Statistics in Biopharmaceutical Research accepts papers that discuss appropriate statistical methodology and information regarding the use of statistics in all phases of research, development, and practice in the pharmaceutical, biopharmaceutical, device, and diagnostics industries. Articles should focus on the development of novel statistical methods, novel applications of current methods, or the innovative application of statistical principles that can be used by statistical practitioners in these disciplines.
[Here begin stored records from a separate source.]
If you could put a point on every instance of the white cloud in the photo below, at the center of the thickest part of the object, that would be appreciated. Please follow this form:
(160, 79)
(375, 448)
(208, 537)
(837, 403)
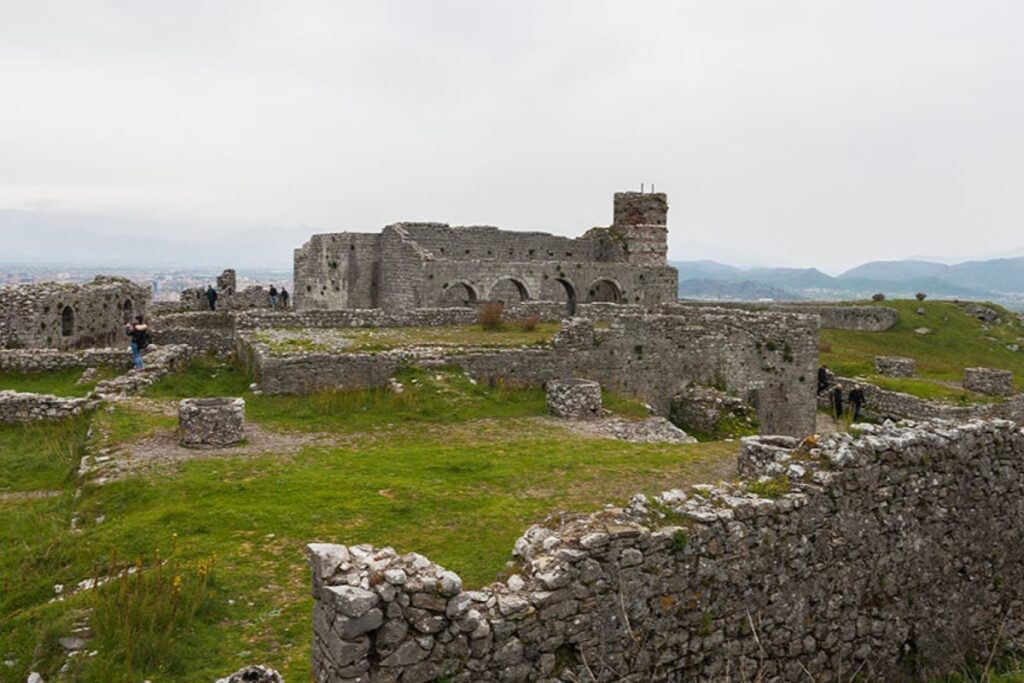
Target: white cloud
(808, 133)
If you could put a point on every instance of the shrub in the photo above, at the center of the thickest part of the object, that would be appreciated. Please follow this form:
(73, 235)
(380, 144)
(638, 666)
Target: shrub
(529, 324)
(492, 316)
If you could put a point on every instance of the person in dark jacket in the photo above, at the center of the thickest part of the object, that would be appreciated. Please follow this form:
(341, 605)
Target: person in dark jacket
(139, 333)
(822, 378)
(838, 400)
(856, 399)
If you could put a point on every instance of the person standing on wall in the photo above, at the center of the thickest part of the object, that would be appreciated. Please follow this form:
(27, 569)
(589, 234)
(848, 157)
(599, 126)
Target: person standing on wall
(139, 333)
(838, 401)
(856, 398)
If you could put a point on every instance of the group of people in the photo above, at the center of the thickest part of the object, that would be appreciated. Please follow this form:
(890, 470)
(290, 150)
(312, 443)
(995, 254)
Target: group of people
(275, 297)
(854, 399)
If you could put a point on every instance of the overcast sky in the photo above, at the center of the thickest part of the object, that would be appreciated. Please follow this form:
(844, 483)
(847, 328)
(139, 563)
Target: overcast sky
(811, 132)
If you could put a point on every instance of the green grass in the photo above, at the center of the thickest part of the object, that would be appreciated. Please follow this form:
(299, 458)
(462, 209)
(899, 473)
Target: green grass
(57, 382)
(40, 456)
(450, 468)
(380, 339)
(205, 376)
(956, 341)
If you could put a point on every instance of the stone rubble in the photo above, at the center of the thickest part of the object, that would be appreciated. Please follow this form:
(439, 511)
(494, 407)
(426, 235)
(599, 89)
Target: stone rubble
(894, 552)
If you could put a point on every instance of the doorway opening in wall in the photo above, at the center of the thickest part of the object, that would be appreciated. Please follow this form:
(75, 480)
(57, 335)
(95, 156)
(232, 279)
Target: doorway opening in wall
(459, 294)
(604, 290)
(67, 322)
(508, 291)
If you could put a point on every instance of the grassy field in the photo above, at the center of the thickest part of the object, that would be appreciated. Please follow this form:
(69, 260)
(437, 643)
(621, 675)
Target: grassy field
(449, 468)
(955, 341)
(57, 383)
(380, 339)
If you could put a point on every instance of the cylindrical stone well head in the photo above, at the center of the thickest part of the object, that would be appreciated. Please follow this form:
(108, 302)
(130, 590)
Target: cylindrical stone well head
(211, 422)
(576, 398)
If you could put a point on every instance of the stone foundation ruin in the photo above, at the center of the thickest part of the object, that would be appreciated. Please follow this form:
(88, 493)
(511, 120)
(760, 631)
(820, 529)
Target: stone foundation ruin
(573, 398)
(895, 366)
(69, 316)
(422, 265)
(211, 422)
(988, 380)
(894, 555)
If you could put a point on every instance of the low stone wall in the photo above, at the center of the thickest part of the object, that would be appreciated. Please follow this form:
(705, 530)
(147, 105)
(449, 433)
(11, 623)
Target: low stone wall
(573, 398)
(895, 366)
(988, 380)
(44, 360)
(834, 316)
(892, 555)
(768, 359)
(204, 331)
(377, 317)
(18, 407)
(160, 360)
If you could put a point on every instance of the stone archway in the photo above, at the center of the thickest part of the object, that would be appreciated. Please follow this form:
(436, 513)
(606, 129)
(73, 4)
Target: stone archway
(562, 291)
(604, 290)
(509, 291)
(459, 294)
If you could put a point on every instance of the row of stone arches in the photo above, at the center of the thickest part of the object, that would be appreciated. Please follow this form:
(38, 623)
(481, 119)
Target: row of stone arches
(512, 290)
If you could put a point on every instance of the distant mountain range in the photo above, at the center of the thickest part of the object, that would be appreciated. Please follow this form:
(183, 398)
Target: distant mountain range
(998, 280)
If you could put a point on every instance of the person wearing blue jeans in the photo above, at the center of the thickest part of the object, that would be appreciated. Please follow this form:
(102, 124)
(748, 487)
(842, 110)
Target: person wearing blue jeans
(139, 333)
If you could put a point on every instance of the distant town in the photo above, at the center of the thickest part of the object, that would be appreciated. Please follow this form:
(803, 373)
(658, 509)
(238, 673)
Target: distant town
(167, 283)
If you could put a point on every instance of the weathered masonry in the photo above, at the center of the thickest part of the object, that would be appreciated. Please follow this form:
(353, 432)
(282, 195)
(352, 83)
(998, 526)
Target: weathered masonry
(69, 316)
(888, 557)
(417, 265)
(769, 359)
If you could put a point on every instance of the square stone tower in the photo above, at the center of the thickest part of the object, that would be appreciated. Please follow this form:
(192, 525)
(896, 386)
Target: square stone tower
(640, 222)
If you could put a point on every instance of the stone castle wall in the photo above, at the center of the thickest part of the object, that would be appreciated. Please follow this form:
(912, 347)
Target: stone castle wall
(890, 556)
(68, 316)
(422, 265)
(20, 408)
(767, 359)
Areas of application may include statistical methods for drug discovery, including papers that address issues of multiplicity, sequential trials, adaptive designs, etc.; preclinical and clinical studies; genomics and proteomics; bioassay; biomarkers and surrogate markers; models and analyses of drug history, including pharmacoeconomics, product life cycle, detection of adverse events in clinical studies, and postmarketing risk assessment; regulatory guidelines, including issues of standardization of terminology (e.g., CDISC), tolerance and specification limits related to pharmaceutical practice, and novel methods of drug approval; and detection of adverse events in clinical and toxicological studies. Tutorial articles also are welcome. Articles should include demonstrable evidence of the usefulness of this methodology (presumably by means of an application).
The Editorial Board of SBR intends to ensure that the journal continually provides important, useful, and timely information. To accomplish this, the board strives to attract outstanding articles by seeing that each submission receives a careful, thorough, and prompt review.
Authors can choose to publish gold open access in this journal.